Dès la défaite, il se met au service de l’occupant qui, en retour, l’aide à prendre la direction de son service. C’est donc en collaboration totale avec la Gestapo (KDS) qu’il organise la répression, délibérément et sans aucune réserve.
Le 12 juillet 1942, lorsque la Section régionale des affaires judiciaires d’origine politique (SRAJOP) de Bordeaux est créée, il est aussitôt nommé à sa tête. Et il continue à diriger cette brigade quand celle-ci devient le Service des affaires politiques (S.A.P.) quelques mois plus tard.
À la mi-mai 1944, promu pour ses bon états de service, il est nommé sous-directeur des Renseignements généraux à Vichy où il continue à traquer et torturer les résistants, avec la Milice de Joseph Darnand.
Le 18 août suivant, Poinsot s’enfuit vers le Reich dans un convoi de huit voitures accompagnées de véhicules allemands (Philippe Pétain a fui la veille). Avec l’accord de la Gestapo de Lorrach, il s’installe dans cette ville, où il participe à l’organisation d’un réseau d’espionnage actif dès novembre 1944 et dont les agents sont infiltrés en France pour y chercher des renseignements au profit des Nazis. Il se rend fréquemment à Sigmarigen, refuge du gouvernement et de l’administration de Pétain.
Le 24 avril 1945, fuyant par la Suisse, il est interpellé par la police helvétique, porteur de 540 000 francs qu’il prétendra destinés à Darnand, de marks allemands et de bijoux volés. Devant choisir entre être expulsé vers la France ou l’Allemagne, il propose aux autorités françaises de leur indiquer le refuges des chefs nazis qu’il a connu en Allemagne en échange d’une protection. Entré en contact avec la sécurité militaire (à Paris ?) le 1er mai, il est immédiatement mis en état d’arrestation. Sa femme est arrêtée deux jours plus tard en gare de Dijon, porteuse de plus d’un million de francs.
« Devant un communiste, je vois rouge », dit l’ex-commissaire Pierre Poinsot à son procès qui s’ouvre le 15 juin 1945 à Moulins (Allier). Mille cinq cents communistes et résistants ont été arrêtés à Bordeaux, par lui ou sur ses ordres, plusieurs dizaines ont été fusillés après avoir été remis à l’occupant, des centaines déportés, sans compter les séances de torture infligées à la plupart des personnes arrêtées, notamment à coups de nerf de bœuf – qualifié de « machine à imprimer » – et de “gégène”.
« J’ai cru en la collaboration et pour cela j’ai mis tout mon cœur à l’ouvrage.
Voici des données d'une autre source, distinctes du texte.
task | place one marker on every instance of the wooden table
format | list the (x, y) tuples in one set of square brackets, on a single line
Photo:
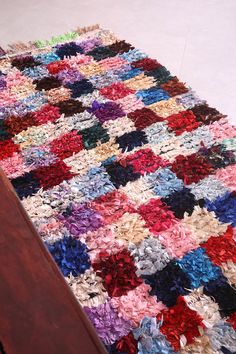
[(39, 313)]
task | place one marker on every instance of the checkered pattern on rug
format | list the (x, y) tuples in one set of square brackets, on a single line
[(129, 178)]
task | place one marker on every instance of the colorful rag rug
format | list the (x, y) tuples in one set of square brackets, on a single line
[(129, 178)]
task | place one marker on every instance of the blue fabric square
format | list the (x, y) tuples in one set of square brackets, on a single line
[(198, 267)]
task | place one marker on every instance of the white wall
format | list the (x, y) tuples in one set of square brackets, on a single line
[(195, 39)]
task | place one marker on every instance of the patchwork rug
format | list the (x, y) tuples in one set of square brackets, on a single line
[(129, 178)]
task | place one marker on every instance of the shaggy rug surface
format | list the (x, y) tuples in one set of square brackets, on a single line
[(129, 178)]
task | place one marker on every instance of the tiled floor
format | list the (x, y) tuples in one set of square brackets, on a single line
[(195, 39)]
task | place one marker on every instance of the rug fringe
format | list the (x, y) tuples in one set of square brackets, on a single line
[(18, 48)]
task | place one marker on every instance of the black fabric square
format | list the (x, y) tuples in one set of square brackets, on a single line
[(68, 50), (181, 202), (161, 74), (26, 185), (100, 53), (94, 134), (168, 283), (120, 175), (47, 83), (129, 141), (4, 134), (82, 87), (223, 294)]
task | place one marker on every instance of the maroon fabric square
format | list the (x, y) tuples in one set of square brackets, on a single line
[(67, 144), (7, 148), (118, 272)]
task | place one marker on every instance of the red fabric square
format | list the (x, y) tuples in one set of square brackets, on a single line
[(157, 215), (118, 272), (146, 64), (67, 144), (7, 148), (16, 124), (50, 176), (221, 249), (112, 206), (47, 113), (144, 117), (192, 168), (174, 87), (116, 91), (144, 161), (178, 321), (184, 121)]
Ma conscience ne me reproche aucun crime », dit-il aux juges.
Condamné à mort et à la dégradation nationale, Pierre Poinsot est exécuté à Riom le 18 juillet 1945, en même temps que les inspecteurs André Célerier et René Evrard (« le tueur »), qui l’ont suivi de Bordeaux à Vichy.
[3] Jusqu’à la loi du 10 juillet 1964, cette commune fait partie du département de la Seine (transfert administratif effectif en janvier 1968).
[4] Revier , selon Charlotte Delbo : « abréviation de Krakenrevier, quartier des malades dans une enceinte militaire. Nous ne traduisons pas ce mot que les Français prononçaient révir, car ce n’est ni hôpital, ni ambulance, ni infirmerie. C’est un lieu infect où les malades pourrissaient sur trois étages. ». In Le convoi du 24 janvier, Les Éditions de Minuit, 1967, p. 24. Le terme officiel est pourtant “hôpital” ; en allemand Häftlingskrakenbau (HKB), hôpital des détenus ou Krakenbau (KB). Dans Si c’est un Homme, Primo Lévi utilise l’abréviation “KB”.